Galileo’s groundbreaking book is finally translated into Dutch – and it’s a good read
Almost four centuries have passed since the trial, and the idea has become generally accepted that Galilei was a true martyr of science, prosecuted by the Inquisition and, according to many historians, even tortured. Some say that it was not only Galilei who stood trial, but science in general.
In reality, Galilei was put under house arrest in his Tuscan villa, where he could spend the rest of his life (he died nine years later) in relative luxury. The subject of the trial, a book, was put on the infamous Index, the church’s list of forbidden books, from which it was only removed in 1835.
That “pagan” book, Dialogue Concerning the Two Chief World Systems, was originally written in Italian in 1632. Only now, after nearly 400 years, has it been translated into Dutch.
In Dialogue, Galilei introduced his “new” world view, with the earth moving and spinning around the sun – taking away the former status of the earth as centre of the universe. It was a clear rejection of the philosophy of Aristotle, which was, in Galilei’s time, the main theory on how nature worked.
“Above all, Galilei wrote his book in a very understandable manner, so that even the common man could understand his ideas,” says Hans van den Berg, who has translated the Dialogue into Dutch. “Maybe that was why the church was so concerned about it. Also, the original is in Italian and not in Latin, which made this book accessible for everyone in Italy who could read – and not only for academics and priests who understood Latin.”
Presumably it takes a background in science, not just linguistic expertise, to translate a book like this? “Yes, I trained as a scientist,” explains Van den Berg. He lectured for decades in mathematics at the University of Wageningen in the Netherlands until he retired a few years ago. “In 2001, I started to learn Italian as a hobby, which led to training to become a professional translator.”

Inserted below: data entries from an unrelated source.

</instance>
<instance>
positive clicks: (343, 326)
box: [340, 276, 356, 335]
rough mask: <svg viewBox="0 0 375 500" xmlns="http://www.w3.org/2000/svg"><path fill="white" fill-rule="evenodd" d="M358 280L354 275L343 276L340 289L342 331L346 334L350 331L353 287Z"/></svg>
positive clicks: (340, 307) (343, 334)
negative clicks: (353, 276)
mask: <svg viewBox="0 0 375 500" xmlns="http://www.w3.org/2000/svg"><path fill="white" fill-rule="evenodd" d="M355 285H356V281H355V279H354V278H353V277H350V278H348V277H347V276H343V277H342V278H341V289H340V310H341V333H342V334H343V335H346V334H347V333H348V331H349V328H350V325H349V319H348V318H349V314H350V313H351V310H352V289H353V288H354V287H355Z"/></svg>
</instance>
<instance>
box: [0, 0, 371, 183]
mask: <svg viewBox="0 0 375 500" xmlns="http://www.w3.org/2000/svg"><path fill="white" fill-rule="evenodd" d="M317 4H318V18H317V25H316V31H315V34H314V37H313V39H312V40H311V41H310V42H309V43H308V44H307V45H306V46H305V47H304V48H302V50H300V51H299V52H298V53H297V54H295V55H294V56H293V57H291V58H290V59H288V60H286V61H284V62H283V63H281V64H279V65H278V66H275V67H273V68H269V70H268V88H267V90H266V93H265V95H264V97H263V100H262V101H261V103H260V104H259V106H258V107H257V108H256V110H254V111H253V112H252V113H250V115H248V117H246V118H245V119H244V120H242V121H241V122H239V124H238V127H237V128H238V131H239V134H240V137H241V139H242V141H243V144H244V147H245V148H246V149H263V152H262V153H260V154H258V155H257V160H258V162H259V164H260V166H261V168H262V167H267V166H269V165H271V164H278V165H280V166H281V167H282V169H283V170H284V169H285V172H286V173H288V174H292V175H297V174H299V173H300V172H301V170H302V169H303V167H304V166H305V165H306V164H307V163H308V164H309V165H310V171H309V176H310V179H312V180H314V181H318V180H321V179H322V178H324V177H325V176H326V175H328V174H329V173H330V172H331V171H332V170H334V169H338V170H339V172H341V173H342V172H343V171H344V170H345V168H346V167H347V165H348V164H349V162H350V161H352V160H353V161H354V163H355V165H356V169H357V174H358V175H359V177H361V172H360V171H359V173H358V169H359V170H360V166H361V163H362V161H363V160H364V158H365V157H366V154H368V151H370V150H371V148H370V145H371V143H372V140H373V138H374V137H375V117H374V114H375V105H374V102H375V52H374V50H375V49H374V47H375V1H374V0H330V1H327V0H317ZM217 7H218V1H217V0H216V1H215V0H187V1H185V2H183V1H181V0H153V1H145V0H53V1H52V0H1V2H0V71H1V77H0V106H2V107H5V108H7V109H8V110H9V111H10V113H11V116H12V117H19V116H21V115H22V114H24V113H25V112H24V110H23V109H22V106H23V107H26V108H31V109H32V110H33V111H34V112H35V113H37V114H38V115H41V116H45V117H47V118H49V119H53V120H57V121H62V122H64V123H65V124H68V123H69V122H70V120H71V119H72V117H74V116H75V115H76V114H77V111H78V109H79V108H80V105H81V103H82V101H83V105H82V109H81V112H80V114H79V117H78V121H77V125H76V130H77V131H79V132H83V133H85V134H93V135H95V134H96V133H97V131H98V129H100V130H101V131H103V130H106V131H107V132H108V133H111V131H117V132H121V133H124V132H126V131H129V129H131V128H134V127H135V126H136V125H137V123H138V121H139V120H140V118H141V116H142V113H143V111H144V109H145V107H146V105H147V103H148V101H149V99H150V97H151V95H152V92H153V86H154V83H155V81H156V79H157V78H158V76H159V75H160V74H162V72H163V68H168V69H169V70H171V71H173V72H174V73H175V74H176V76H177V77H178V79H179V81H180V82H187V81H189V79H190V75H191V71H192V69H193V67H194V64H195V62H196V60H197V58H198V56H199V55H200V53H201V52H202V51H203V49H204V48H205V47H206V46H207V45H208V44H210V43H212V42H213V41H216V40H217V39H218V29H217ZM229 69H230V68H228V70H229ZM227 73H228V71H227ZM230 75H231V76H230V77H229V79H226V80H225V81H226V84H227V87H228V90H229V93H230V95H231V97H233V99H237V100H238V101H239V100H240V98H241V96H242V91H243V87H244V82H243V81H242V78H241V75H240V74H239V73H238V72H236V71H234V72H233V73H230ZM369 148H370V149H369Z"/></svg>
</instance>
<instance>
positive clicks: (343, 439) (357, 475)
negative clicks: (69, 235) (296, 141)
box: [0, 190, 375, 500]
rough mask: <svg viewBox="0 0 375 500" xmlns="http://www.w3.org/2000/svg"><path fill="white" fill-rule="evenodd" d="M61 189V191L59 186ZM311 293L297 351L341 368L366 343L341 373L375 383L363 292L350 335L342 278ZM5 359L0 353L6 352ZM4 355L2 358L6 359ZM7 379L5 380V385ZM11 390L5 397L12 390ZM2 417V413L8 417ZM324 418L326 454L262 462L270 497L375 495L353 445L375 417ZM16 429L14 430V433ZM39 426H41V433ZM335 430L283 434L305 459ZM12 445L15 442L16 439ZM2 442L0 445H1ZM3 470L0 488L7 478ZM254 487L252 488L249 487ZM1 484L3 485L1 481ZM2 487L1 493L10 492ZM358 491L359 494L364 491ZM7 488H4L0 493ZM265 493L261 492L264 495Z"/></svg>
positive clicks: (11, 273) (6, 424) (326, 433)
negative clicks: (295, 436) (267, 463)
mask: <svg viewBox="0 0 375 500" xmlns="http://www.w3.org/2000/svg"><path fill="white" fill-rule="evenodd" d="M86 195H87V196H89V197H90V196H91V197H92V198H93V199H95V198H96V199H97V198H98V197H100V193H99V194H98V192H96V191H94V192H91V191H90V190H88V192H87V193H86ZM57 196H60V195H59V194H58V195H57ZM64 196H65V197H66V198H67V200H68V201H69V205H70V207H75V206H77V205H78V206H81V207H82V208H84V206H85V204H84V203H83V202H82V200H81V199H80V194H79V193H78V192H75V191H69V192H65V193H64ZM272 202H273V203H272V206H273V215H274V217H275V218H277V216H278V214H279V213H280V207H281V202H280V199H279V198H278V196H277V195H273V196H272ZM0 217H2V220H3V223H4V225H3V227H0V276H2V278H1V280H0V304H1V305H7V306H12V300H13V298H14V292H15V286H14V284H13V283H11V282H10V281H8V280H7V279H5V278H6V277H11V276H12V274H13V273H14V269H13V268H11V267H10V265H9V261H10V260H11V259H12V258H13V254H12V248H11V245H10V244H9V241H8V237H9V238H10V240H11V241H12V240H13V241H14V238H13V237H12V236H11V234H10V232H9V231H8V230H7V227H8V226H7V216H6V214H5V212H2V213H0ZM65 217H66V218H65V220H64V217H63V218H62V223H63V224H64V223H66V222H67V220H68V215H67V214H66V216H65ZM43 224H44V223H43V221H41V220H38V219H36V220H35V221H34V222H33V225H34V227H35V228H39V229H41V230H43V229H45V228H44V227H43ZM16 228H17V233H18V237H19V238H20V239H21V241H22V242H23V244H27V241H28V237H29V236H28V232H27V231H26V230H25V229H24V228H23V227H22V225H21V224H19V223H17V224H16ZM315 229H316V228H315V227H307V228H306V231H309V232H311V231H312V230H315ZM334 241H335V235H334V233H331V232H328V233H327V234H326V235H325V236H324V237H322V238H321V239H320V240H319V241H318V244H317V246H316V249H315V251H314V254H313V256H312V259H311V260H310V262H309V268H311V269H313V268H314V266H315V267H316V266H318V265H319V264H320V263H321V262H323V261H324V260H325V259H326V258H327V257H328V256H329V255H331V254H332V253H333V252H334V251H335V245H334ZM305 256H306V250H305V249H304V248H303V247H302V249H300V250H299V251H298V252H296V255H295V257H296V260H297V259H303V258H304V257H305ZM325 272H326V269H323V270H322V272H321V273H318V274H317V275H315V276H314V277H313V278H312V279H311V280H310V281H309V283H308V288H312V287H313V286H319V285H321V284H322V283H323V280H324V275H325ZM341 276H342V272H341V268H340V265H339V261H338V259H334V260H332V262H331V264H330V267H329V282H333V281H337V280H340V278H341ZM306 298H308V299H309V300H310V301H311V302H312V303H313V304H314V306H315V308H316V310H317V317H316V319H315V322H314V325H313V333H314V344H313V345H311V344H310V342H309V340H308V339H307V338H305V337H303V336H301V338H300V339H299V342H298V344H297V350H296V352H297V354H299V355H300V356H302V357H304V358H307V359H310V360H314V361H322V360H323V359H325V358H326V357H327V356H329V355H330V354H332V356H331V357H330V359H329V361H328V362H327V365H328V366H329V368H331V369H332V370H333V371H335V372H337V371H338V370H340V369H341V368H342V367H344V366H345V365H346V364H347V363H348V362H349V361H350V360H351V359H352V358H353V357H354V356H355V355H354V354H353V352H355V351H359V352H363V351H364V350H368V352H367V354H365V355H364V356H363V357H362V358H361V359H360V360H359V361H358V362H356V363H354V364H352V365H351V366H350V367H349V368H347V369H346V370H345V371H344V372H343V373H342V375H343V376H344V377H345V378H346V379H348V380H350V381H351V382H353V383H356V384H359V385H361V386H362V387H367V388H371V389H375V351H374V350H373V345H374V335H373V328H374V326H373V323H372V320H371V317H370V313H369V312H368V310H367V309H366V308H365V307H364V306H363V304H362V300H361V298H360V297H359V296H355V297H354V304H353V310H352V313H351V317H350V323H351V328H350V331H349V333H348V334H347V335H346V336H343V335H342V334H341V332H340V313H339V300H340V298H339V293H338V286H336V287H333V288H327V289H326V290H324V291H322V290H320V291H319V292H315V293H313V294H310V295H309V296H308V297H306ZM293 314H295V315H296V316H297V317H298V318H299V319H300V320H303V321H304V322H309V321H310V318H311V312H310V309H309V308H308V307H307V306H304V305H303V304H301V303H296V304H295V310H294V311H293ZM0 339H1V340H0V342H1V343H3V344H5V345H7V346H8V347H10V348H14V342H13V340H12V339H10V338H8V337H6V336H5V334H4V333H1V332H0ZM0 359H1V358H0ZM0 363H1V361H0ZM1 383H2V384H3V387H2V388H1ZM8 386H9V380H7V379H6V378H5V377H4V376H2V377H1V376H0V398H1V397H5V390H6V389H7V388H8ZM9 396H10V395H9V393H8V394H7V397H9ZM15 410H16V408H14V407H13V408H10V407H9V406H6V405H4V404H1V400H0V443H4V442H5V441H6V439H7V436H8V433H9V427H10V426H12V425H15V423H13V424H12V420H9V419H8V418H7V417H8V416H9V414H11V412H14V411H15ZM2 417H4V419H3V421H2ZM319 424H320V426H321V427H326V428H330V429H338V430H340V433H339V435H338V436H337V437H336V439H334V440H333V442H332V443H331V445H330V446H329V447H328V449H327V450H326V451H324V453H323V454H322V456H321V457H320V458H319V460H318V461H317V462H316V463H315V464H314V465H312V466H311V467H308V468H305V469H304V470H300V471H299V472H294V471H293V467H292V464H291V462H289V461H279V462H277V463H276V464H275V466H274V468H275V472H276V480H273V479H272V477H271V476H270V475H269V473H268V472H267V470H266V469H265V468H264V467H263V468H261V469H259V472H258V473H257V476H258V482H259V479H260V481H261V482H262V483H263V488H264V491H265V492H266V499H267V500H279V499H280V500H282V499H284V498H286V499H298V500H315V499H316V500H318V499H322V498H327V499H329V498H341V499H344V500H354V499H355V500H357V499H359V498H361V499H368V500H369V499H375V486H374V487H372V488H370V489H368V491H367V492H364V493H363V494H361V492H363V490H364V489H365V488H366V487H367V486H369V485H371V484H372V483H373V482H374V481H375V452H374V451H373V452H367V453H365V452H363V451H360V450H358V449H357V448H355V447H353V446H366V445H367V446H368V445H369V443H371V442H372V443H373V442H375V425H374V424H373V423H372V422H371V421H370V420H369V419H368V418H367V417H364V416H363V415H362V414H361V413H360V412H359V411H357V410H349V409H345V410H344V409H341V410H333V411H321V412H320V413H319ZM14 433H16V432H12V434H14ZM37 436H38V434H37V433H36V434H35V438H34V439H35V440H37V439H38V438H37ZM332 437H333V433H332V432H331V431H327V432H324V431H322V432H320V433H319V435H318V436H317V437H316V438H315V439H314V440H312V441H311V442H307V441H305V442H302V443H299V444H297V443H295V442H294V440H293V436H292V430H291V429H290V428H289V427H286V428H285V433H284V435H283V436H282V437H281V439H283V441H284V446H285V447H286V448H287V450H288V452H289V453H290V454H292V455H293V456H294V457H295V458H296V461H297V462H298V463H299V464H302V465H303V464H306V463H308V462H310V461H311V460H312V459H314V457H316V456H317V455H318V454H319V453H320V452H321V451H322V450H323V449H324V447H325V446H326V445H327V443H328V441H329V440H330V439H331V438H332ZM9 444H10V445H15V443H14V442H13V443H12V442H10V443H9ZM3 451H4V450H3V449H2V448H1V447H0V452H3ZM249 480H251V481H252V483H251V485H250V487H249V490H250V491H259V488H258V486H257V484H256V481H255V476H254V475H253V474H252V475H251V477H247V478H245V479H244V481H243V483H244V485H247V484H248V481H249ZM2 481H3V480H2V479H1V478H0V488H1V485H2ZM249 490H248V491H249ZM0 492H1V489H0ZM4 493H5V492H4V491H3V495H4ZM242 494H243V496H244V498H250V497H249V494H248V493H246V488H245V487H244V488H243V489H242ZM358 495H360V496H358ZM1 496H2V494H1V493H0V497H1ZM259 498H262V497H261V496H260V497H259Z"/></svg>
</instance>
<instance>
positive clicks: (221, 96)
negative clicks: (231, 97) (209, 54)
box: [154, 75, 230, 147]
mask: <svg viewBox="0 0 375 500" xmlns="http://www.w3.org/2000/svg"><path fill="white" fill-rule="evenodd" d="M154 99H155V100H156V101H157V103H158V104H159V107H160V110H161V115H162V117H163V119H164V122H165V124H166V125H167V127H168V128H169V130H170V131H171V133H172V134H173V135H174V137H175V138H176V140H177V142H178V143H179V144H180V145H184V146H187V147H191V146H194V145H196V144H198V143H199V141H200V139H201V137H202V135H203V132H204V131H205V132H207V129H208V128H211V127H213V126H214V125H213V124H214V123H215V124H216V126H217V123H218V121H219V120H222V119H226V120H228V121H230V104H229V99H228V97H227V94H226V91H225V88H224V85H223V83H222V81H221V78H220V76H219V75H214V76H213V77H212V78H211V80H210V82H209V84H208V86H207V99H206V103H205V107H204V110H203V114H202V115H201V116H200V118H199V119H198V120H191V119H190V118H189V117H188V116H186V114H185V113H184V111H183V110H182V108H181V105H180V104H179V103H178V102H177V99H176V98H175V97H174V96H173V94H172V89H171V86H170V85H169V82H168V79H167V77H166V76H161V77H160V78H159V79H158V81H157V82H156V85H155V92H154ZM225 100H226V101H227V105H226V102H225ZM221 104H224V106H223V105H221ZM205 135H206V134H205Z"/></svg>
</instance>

And what, according to Van den Berg, makes the Dialogue so special? “First of all, it’s the content: Galilei gives fierce opposition to the theory of Aristotle, who was at that time the Catholic Church’s ‘house philosopher’. The science in this book really was revolutionary. Galilei’s ideas about movement, speed and acceleration were totally new – and, most importantly, they were backed up by evidence, thanks to the many observations he made with his self-constructed telescopes.”
And the book is, says the Dutch translator, “astonishingly well written. Galilei limited the pure maths to a minimum. And, like the title says, he wrote in a highly polemical way. He presents his ideas during a fictional discussion between three people: Salviati, who shares Galilei’s point of view; Sagredo, a neutral moderator; and Simplicio, a dedicated follower of Aristotle.” As you might have guessed, simplicio means “simpleton” in Italian.
“As the discussion progresses, Salviati has no mercy with Simplicio’s arguments, and in some excerpts he just makes a fool of him,” continues Van den Berg. “It was this merciless style of writing that got Galilei into trouble. In the years before the publication of the Dialogue, he had quite a good relationship with Pope Urban VIII. So if he had written his ideas in a more conciliatory way, he might have avoided a trial – however, we can’t know for sure. Nevertheless, thanks to his polemical style, Galilei’s Dialogue remains one of the cornerstones of Italian literature – quite exceptional for a science book.”